July 21st, 2016
(written by lawrence krubner, however indented passages are often quotes). You can contact lawrence at: firstname.lastname@example.org
Not mentioned below is that RabbitMQ works hard to guarantee delivery of a message, so it is slow, but that is because it is in some ways doing more than Kafka.
I created 4 queues, wrote a ruby client and started inserting messages. I got a publishing rate of about 20k/s using multiple threads but I got a few stalls caused by the vm_memory_high_watermark, from my understanding during those stalls it writing to disk. Not exactly awesome given my requirements. Also, some part is always kept in memory even if a queue is durable so, even though I had plenty of disk space, the memory usage grew and eventually hit the vm_memory_high_watermark setting. The cpu load was pretty high during the load, between 40% and 50% on an 8 cores VM.
Even though my requirements were not met, I setup a replicated queue on 2 nodes and inserted a few millions objects.

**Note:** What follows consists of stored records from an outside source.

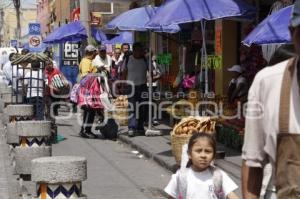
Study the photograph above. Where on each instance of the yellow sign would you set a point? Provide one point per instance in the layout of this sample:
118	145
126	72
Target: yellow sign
214	61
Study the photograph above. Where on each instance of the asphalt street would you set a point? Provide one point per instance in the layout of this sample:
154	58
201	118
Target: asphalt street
115	170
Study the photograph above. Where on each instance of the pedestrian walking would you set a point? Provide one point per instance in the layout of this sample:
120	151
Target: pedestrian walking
200	179
86	67
273	127
102	61
136	70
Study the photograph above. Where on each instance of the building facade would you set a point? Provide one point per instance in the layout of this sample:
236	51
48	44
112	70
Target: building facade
28	15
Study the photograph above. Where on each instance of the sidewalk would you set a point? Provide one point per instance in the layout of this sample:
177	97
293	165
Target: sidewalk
159	149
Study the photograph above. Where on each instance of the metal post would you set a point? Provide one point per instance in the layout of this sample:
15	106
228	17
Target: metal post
84	16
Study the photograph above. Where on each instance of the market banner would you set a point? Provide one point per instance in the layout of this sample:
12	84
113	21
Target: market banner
70	54
35	38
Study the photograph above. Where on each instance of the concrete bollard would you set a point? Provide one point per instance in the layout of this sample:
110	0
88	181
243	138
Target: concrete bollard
59	177
34	143
16	113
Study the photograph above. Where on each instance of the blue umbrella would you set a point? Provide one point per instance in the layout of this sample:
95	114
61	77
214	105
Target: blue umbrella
74	31
184	11
274	29
98	35
136	19
124	37
41	48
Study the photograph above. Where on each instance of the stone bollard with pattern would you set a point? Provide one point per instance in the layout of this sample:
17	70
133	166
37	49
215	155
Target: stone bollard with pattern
33	143
15	113
59	177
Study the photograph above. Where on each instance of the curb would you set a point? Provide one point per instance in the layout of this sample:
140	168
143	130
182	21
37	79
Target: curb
171	167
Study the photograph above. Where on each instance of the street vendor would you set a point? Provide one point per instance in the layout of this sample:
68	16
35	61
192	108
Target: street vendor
238	86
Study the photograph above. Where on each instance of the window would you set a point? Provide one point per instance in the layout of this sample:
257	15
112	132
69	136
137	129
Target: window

I killed one of the two nodes and insert were even faster but then… I did a mistake. I restarted the node and asked for a resync. Either I didn’t set it correctly or the resync is poorly implemented but it took forever to resync and it was slowing down as it progressed. At 58% done, it has been running for 17h, one thread at 100%. My patience was exhausted.
Sometimes you look at a technology and you just say: wow, this is really done the way it should be. At least I could say that for the purpose I had. What is so special about Kafka is the architecture, it stores the messages in flat files and consumers ask messages based on an offset.
…Feature wise Kafka, isn’t that great. There’s no web frontend builtin although a few are available in the ecosystem. Routing and rules are inexistent and stats are just with JMX. But, the performance… I reached a publishing speed of 165k messages/s over a single thread, I didn’t bother tuning for more. Consuming was essentially disk bound on the server, 3M messages/s… amazing. That was without Zookeeker coordination. Memory and cpu usage were modest.
Kestrel is very simple, queues are defined in a configuration file but you can specify, per queue, storage limits, expiration and behavior when limits are reached. With a setting like “discardOldWhenFull = true”, my requirement of never blocking the publishers is easily met.
In term of clustering Kestrel is a bit limited but each can publish its availability to Zookeeper so that publishers and consumers can be informed of a missing server and adjust. Of course, if you have many Kestrel servers with the same queue defined, the consumers will need to query all of the broker to get the message back and strict ordering can be a bit hard.
In term of performance, a few simple bash scripts using nc to publish messages easily reached 10k messages/s which is very good. The rate is static over time and likely limited by the reconnection for each message. The presence of consumers slightly reduces the publishing rate but nothing drastic. The only issue I had was when a large number of messages expired, the server froze for some time but that was because I forgot to set maxExpireSweep to something like 100 and all the messages were removed in one pass.
So, fairly good impression on Kestrel, simple but works well.